Magazine and Journal Articles Worth Your Time
AI Hunts for the Next Big Thing in Physics, from IEEE Spectrum
5,100 words, or about 20 minutes
Particle physics has a problem. The Large Hadron Collider has generated mountains of data, but there’s been little sign of the “new physics” that many hoped would emerge from all that information. Now, researchers are betting that a different approach could help. IEEE Spectrum reports on the growing interest in physics around an AI approach called unsupervised learning — similar to the anomaly-detection tools used in cybersecurity — that doesn’t start with a specific goal. Instead, these systems learn what “normal” looks like in data and flag patterns that don’t fit, potentially pointing physicists to phenomena their existing models didn’t predict. The risk is false alarms, which would alert physicists to results that aren’t actually meaningful.

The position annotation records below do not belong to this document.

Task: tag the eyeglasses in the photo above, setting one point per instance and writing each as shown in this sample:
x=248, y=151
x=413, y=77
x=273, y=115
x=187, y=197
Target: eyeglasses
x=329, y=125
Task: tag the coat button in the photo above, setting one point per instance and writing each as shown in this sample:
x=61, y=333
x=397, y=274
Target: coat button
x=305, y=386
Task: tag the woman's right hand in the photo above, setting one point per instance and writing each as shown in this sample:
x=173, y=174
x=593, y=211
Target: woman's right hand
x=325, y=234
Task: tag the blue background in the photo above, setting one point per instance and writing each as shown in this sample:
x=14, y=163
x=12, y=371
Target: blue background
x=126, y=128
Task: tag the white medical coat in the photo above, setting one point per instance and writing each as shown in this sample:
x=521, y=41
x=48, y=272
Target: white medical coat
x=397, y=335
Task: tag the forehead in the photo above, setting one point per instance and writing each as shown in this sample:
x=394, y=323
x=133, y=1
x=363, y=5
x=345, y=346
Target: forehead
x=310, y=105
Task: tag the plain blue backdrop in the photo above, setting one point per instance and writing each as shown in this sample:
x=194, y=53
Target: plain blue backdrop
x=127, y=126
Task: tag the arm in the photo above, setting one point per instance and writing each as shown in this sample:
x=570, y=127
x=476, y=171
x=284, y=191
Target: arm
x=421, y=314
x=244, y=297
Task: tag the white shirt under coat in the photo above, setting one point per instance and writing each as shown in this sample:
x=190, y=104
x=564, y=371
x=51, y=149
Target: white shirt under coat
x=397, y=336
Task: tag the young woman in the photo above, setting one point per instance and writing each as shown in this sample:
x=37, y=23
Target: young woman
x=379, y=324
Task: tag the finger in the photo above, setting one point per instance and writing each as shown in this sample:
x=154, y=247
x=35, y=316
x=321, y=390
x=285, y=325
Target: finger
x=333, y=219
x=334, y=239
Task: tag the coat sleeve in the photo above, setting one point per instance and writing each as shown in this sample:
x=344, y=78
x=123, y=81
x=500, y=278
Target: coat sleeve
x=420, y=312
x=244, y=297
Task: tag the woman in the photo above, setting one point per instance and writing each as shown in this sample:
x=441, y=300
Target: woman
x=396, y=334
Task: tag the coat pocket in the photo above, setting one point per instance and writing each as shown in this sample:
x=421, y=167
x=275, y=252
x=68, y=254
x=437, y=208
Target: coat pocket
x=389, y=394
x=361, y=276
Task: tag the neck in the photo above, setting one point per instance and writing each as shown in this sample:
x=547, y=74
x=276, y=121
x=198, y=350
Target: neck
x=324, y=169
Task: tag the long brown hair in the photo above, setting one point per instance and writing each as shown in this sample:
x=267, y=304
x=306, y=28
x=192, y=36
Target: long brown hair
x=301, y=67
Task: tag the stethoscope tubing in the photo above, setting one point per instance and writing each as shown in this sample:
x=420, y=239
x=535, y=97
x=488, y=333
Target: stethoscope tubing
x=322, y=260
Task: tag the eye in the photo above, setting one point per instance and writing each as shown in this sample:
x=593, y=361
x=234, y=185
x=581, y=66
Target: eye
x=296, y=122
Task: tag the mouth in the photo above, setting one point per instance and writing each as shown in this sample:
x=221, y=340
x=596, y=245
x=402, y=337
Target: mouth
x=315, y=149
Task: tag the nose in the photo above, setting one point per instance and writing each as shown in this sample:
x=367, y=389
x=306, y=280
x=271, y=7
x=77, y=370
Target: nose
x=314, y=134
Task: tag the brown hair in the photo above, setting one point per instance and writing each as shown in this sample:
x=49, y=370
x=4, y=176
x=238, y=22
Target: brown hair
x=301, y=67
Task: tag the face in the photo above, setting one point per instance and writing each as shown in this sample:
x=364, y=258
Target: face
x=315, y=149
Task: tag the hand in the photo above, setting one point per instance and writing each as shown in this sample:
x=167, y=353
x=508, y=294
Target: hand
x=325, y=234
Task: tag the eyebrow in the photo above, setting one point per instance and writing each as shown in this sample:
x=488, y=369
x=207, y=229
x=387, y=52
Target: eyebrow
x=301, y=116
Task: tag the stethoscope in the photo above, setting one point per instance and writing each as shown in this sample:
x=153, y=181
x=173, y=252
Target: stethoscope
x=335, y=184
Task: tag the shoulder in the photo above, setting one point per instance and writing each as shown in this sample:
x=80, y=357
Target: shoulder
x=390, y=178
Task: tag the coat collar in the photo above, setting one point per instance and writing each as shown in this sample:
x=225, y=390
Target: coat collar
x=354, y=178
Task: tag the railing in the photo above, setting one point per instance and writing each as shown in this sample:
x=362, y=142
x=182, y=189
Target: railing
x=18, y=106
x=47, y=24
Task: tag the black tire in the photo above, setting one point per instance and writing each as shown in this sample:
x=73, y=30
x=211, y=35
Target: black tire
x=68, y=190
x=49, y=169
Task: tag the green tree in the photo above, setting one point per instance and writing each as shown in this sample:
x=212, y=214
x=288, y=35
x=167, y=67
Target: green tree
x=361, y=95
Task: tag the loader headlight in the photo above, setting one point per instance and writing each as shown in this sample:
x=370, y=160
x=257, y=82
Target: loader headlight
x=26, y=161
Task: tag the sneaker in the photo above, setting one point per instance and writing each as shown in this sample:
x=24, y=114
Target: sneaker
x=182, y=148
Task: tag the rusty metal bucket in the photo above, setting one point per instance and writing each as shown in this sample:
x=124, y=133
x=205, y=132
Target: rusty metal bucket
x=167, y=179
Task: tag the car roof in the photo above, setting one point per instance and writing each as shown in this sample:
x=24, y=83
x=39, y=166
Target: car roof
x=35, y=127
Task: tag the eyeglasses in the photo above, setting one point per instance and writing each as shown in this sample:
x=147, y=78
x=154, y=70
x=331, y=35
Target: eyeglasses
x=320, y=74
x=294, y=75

But for a field hunting for new science, AI could be the best shot in decades.
America Isn’t Ready for What AI Will Do to Jobs, from The Atlantic
7,500 words, or about 30 minutes
In this cover story for The Atlantic, Josh Tyrangiel tries to cut through some of the debates about whether AI will bring abundance, mass unemployment or just a new form of business-as-usual to a more immediate reality: Individual institutions aren’t built to understand how this will play out. Economics, he suggests, is constrained by models built on historical precedent, which means “driving while looking only at the rearview mirror.” Corporations have a hard time imagining what work inside firms will look like as AI spreads. Policymakers, meanwhile, lack both a sense of urgency and basic visibility into what’s changing. Tyrangiel makes a modest proposal: Systematically measure how AI is actually reshaping tasks, roles and wages in real time so that governments and businesses can respond to present-day reality, not what yesterday’s economy would predict.
How teaching molecules to think is revealing what a 'mind' really is, from New Scientist
2,300 words, or about 11 minutes
Learning might not be the exclusive preserve of organisms with brains. In this story, New Scientist reports on work suggesting that gene regulatory networks — the molecular circuits that control when and how genes turn on and off — can display associative conditioning akin to Pavlov’s experiments with dogs. In recent research from Tufts, such networks were “trained” by repeatedly pairing a neutral drug with a functional one that brings about a physical response; after training, the neutral drug alone could elicit the response, implying a memory-like change in the network’s behavior. The claim isn’t that molecules are somehow conscious, but that learning might exist on a continuum, and can emerge in systems far simpler than creatures with brains. If the idea holds up experimentally, it could point toward therapies that exploit learned molecular responses — for example, reducing tolerance or triggering effects with gentler cues.